A Procuradoria identificou o pagamento de passagem para a irmã de criação de uma ex-servidora do órgão, além de diárias que financiaram a viagem de turismo pela Europa. A ex-defensora pública geral da União Anne Elisabeth Oliveira é acusada de financiar a viagem de ida e volta à Espanha de Maria Ada de Onório, conhecida como sua irmã de criação.
Segundo investigação do Ministério Público, a ex-defensora viajou pela instituição para participar de um congresso na Espanha. Anne Elisabeth, porém, não teria participado do evento e foi acusada de esticar a viagem junto com a irmã para a França e Portugal.
A procuradora Raquel Branquinho, do Ministério Público, não encontrou provas da participação da ex-servidora no congresso. "A ex defensora-geral e sua irmã utilizaram o evento em Madri como um subterfúgio para a realização de uma viagem de turismo pelo continente europeu", diz a procuradora na ação.
Segundo a procuradora, embora o evento fosse ocorrer em Madri com a duração de dois dias, a então defensora pública e sua acompanhante receberam nove diárias cada uma --sendo que as passagens de ida e volta não se deram para o local do evento, mas sim para Paris (França) e Lisboa (Portugal).
"O gasto de dinheiro público com esse evento apresentou-se totalmente ilegal, primeiramente, porque não houve qualquer justificativa que fundamentasse a necessidade de acompanhamento pela irmã de Anne Elisabeth. Também não houve qualquer comprovação de comparecimento no evento ocorrido em Madrid e, por fim, a rota de viagem apurada é totalmente diversa do destino do evento e evidencia que se tratou de uma viagem de turismo apenas", afirma a procuradora.
Corrupção
Além do pagamento de passagens, o Ministério Público identificou desvios de dinheiro público e fraudes em licitações realizadas pela Defensoria Pública Geral da União --que tem como função prestar assistência jurídica gratuita aos brasileiros. A Procuradoria ingressou com ação de improbidade administrativa contra os responsáveis pela defensoria no período entre 1996 e 2005, quando foram encontradas as irregularidades na instituição.

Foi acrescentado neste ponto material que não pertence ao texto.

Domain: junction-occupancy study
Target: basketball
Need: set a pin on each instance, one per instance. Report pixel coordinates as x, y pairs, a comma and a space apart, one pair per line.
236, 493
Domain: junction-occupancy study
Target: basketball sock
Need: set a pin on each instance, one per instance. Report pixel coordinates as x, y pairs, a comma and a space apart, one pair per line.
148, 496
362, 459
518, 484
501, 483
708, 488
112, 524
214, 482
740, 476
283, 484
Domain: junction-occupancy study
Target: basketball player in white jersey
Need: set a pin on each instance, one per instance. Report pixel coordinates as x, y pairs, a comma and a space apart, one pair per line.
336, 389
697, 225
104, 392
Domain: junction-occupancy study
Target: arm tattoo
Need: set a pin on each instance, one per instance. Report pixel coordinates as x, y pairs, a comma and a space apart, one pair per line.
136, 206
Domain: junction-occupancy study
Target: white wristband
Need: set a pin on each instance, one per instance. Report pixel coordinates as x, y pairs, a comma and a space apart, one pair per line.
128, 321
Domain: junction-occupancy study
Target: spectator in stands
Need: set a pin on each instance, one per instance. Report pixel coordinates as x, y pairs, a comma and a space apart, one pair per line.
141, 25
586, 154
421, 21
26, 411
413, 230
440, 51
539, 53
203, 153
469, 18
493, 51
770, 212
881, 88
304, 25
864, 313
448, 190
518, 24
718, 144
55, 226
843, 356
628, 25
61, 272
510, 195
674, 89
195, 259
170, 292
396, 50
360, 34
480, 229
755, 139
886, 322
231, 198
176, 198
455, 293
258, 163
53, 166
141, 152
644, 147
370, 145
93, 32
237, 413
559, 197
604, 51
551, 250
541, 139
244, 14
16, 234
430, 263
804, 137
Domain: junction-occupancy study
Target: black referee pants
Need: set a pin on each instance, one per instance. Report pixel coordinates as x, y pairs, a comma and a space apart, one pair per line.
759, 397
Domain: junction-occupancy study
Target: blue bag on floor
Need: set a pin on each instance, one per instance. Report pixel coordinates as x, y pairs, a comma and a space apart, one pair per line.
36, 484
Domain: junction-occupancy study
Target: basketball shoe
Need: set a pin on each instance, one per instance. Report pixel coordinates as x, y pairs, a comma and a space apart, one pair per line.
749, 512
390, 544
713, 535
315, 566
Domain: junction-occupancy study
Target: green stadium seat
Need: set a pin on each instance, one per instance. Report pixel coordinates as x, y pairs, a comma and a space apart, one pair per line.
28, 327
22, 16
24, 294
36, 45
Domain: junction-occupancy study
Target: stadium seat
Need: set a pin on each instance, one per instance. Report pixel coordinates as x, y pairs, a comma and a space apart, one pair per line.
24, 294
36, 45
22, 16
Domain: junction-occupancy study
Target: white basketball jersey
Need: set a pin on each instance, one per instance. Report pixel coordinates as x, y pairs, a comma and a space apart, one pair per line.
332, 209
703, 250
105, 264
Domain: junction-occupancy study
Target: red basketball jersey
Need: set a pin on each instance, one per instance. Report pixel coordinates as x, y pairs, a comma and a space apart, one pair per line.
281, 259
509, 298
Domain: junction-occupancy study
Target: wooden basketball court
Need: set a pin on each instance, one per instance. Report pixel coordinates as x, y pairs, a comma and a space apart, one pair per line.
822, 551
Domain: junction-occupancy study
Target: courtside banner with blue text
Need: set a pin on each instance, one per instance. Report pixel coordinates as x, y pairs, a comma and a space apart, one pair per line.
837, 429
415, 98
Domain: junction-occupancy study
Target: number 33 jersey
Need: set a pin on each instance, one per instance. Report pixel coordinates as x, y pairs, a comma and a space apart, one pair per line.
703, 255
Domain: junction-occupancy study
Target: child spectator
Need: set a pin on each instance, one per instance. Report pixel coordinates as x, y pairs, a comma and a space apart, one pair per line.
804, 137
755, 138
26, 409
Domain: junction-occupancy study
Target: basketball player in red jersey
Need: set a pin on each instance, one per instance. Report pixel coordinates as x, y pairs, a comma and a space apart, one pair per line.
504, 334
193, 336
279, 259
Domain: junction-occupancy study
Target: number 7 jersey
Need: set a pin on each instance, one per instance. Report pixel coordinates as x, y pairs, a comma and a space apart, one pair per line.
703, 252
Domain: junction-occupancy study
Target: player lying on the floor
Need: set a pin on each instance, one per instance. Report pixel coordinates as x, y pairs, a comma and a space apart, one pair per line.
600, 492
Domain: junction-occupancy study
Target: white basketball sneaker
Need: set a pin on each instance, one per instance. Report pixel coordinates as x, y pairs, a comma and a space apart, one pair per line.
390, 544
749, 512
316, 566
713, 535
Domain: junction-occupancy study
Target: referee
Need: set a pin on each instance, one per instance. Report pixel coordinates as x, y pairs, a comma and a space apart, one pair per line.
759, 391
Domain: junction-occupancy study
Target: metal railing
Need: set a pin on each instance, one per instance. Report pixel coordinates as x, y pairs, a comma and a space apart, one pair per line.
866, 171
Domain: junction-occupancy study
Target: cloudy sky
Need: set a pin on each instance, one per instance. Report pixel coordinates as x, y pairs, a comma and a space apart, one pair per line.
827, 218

Segundo a Procuradoria, um grupo de funcionários da defensoria fazia uma espécie de "caixa dois" com o dinheiro desviado no esquema de corrupção. Além de desvio de dinheiro e fraudes em licitações, a investigação do Ministério Público identificou outras ilegalidades como fracionamento de compras, superfaturamento e pagamentos de passagens aéreas a terceirizados.

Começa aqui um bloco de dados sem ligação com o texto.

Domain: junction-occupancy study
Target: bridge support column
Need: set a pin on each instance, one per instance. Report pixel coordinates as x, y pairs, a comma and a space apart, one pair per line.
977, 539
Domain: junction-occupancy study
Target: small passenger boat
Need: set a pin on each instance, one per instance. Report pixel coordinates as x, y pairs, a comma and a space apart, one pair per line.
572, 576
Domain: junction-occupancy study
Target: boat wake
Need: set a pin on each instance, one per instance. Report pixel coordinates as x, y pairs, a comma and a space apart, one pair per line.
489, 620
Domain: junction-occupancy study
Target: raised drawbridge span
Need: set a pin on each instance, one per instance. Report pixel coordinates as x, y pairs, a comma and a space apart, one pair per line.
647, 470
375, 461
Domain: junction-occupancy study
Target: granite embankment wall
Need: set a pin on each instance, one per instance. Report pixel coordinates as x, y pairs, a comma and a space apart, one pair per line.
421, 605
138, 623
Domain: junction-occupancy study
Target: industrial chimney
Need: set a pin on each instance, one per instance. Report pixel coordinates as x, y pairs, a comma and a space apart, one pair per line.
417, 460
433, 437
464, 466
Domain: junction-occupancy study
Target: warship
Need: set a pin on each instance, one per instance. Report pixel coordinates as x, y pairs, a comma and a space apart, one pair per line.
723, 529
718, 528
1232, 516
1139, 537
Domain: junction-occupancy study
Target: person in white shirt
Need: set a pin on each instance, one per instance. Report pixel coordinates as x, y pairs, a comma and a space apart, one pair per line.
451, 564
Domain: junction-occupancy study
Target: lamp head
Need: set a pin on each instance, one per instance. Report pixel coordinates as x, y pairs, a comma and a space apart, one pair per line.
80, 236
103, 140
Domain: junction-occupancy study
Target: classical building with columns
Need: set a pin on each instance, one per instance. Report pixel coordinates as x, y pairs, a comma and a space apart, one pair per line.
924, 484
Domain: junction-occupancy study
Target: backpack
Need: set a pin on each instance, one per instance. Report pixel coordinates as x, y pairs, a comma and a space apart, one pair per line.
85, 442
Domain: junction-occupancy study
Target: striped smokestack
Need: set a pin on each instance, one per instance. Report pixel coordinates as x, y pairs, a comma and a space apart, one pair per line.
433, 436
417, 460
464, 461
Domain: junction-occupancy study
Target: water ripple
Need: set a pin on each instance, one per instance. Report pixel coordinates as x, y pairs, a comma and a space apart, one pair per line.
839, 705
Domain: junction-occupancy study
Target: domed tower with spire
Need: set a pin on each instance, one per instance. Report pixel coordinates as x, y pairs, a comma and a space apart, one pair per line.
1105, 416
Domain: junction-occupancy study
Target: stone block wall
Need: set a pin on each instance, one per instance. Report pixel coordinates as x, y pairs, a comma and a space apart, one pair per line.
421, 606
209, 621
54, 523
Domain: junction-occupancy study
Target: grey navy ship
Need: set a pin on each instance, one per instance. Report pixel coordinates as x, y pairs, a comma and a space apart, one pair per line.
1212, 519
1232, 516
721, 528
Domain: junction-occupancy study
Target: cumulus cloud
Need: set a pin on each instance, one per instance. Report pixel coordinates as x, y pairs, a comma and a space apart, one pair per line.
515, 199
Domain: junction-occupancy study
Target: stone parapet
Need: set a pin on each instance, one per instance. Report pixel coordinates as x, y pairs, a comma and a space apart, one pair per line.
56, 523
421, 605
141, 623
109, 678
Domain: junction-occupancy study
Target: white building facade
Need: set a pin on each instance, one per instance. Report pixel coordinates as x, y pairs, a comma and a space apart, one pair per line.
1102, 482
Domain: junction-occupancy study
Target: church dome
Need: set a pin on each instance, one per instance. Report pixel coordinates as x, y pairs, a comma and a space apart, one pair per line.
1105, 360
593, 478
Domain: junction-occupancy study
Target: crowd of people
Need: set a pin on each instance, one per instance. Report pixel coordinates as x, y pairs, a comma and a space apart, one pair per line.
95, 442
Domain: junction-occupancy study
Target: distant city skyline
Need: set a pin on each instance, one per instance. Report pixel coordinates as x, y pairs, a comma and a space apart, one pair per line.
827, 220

As investigações ainda identificaram a compra de material que nunca foi efetivamente entregue à defensoria, como roupas sociais que supostamente seriam utilizadas por porteiros do órgão.
Os procuradores identificaram entre os envolvidos no esquema, além de Anne Elisabeth, a ex-defensora públicas geral da União Marina Steinbruch e o ex-coordenador de administração da defensoria José Ferreira de Lima. Na ação, a Procuradoria pede a condenação dos envolvidos por improbidade administrativa e o pagamento de indenização aos cofres públicos no valor de R$ 1 milhão --para cada um dos suspeitos de participação no esquema.
Procurada pela Folha Online, a Defensoria Pública disse que as investigações do Ministério Público foram consequência de processo administrativo realizado pelo órgão. Os três servidores foram afastados da instituição e não foram encontrados para comentar as denúncias.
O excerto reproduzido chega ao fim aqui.